The most significant roster move of the summer amongst the skaters was the inevitable salary-cap-driven trade of second-leading scorer Kevin Fiala to Los Angeles. Fiala had a career-high 33 goals and 52 assists last season. Guerin otherwise dabbled mostly in two-way contracts in free agency for depth. Former Anaheim center Sam Steel signed with Minnesota last month, one day after defenseman Dimitry Kulikov was dealt to the Ducks.

MORE POWER

The Wild were done in during the playoffs by abysmal special teams. They went just 4 for 24 on the power play against the Blues, and head coach Dean Evason had the team working on that on the first day on the ice.
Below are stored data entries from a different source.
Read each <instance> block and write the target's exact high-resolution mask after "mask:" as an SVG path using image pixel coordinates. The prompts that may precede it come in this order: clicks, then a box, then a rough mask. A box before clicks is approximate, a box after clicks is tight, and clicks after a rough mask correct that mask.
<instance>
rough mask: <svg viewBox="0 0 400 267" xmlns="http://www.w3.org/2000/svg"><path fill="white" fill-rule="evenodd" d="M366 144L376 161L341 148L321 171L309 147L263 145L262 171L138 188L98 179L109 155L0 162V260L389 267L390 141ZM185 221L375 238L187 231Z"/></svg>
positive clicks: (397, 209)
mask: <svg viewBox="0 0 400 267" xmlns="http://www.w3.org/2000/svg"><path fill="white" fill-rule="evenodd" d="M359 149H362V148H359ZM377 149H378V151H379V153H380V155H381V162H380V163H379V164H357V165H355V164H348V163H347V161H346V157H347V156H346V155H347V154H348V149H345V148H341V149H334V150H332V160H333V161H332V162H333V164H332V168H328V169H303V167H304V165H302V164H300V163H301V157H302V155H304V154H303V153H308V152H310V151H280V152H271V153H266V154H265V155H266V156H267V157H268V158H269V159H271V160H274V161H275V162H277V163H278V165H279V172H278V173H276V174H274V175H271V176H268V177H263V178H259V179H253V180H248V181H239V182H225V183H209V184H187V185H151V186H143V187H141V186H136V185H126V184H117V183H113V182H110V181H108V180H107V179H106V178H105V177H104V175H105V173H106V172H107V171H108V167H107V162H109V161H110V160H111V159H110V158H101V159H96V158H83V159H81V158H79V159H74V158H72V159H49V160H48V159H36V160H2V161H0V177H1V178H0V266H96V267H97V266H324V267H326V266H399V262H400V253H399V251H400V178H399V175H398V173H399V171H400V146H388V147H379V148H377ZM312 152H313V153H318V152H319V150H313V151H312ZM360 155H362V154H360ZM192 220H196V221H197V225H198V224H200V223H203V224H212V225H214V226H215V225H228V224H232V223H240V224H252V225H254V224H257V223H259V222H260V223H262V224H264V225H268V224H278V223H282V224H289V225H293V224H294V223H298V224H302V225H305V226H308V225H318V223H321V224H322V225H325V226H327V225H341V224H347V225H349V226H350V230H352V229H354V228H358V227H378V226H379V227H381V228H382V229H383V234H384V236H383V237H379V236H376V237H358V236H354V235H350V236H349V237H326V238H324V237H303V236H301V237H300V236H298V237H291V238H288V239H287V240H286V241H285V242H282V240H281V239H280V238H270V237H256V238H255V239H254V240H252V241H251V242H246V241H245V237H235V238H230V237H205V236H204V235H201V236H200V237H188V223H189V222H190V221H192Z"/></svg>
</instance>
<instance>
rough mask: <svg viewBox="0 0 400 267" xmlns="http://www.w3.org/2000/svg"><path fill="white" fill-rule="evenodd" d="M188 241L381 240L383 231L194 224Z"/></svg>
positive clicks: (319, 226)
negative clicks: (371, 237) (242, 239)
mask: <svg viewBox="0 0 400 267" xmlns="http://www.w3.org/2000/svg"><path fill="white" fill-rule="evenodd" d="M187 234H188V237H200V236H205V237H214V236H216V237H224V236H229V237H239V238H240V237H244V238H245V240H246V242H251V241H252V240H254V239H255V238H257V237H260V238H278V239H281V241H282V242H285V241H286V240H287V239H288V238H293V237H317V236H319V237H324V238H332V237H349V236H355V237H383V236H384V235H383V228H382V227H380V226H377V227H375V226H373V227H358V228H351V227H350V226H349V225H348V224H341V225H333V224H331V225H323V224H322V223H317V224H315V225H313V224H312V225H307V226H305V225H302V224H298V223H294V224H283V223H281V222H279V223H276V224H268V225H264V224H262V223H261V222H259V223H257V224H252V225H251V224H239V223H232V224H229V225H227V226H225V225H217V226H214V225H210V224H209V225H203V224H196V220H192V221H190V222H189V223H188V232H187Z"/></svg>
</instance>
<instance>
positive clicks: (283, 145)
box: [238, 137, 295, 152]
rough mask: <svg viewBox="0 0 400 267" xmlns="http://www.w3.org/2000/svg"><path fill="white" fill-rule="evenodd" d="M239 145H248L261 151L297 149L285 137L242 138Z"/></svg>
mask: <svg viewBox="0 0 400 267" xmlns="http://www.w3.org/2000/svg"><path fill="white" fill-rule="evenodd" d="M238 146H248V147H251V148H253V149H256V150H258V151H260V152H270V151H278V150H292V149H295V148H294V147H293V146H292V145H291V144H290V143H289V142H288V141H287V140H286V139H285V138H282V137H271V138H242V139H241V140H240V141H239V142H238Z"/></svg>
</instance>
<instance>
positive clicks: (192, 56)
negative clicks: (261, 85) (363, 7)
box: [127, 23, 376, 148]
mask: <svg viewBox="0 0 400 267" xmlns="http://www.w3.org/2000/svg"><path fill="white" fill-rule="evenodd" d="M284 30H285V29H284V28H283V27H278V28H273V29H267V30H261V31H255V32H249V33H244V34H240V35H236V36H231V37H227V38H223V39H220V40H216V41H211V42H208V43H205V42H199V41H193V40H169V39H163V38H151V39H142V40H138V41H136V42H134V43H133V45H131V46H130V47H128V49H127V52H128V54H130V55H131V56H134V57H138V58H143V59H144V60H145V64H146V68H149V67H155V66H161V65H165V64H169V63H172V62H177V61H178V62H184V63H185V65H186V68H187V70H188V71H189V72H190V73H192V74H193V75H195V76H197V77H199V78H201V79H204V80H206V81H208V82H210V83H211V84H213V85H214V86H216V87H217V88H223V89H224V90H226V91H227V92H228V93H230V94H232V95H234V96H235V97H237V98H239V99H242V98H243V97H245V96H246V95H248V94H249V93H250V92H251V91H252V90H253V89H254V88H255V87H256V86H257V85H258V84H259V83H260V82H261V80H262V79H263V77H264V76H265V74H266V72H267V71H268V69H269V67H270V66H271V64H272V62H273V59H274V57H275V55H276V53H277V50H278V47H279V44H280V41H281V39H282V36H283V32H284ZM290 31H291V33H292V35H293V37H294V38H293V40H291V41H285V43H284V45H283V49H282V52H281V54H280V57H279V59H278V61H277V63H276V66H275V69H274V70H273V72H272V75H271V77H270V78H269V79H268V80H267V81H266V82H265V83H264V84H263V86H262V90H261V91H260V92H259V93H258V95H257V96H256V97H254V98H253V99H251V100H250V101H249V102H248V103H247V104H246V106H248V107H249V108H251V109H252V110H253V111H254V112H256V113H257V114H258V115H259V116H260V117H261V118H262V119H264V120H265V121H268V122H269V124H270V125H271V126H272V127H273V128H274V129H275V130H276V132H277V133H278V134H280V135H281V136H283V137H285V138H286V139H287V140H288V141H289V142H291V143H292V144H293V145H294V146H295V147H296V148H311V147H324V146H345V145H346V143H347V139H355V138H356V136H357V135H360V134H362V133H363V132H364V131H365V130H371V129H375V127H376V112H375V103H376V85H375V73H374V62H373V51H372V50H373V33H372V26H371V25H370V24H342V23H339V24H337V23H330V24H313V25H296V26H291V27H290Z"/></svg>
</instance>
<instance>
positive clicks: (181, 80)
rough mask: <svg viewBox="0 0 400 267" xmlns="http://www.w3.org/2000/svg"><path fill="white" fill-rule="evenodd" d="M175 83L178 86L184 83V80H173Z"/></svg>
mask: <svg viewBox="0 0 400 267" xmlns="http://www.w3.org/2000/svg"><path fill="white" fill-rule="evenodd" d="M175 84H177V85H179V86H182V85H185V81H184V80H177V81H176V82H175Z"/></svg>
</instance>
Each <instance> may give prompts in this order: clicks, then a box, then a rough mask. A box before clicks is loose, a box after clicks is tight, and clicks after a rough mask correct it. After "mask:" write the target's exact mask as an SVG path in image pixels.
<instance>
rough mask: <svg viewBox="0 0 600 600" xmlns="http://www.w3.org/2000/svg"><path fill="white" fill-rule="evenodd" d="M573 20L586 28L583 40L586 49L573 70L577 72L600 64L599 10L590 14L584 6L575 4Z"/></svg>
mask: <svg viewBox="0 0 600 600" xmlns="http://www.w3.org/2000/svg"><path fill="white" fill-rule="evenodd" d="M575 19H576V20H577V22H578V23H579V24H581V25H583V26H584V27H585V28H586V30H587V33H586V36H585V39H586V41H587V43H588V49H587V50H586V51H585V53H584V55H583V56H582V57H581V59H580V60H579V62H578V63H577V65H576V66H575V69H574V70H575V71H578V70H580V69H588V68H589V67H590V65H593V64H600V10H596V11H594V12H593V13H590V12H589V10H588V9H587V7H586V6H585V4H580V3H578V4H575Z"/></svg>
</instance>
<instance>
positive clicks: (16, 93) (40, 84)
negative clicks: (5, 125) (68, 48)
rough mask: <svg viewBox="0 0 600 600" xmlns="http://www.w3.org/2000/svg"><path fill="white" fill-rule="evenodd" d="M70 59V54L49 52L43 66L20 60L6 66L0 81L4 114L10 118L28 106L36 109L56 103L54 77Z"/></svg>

The penalty kill that lagged last season was a focus of the second practice.

“It has to get better, no question,” Evason said.

BLUE LINE SHUFFLE

Captain Jared Spurgeon has been placed with Jonas Brodin on the first pair on defense, and Jake Middleton has joined Matt Dumba on the second unit. Dumba and Brodin are close friends who’ve been paired together for several seasons.

“Dumbs is a shooter too,” said Middleton, who re-signed for three years and $7.35 million. “It’s pretty exciting. I can get some cookies passing him the puck. That’d be a big plus. I think it’ll work well. He loves hitting guys too. He plays a gritty game as well so I think we’ll be a good combo.”

UP FRONT

With Jordan Greenway recovering from offseason surgeries, Tyson Jost will get the first chance to skate with Eriksson Ek and Marcus Foligno. The departure of Fiala has opened at least one spot for a rookie to make the team, with 2020 first-round draft pick Marco Rossi in line for it.

ON THE SLATE

This is the first time in eight years the Wild will play their regular-season opener at home. After three more games at Xcel Energy Center, they don’t hit the road until a five-game trip that starts Oct. 22 at Boston. The Wild have a season-long nine-game homestand from Feb. 9-21.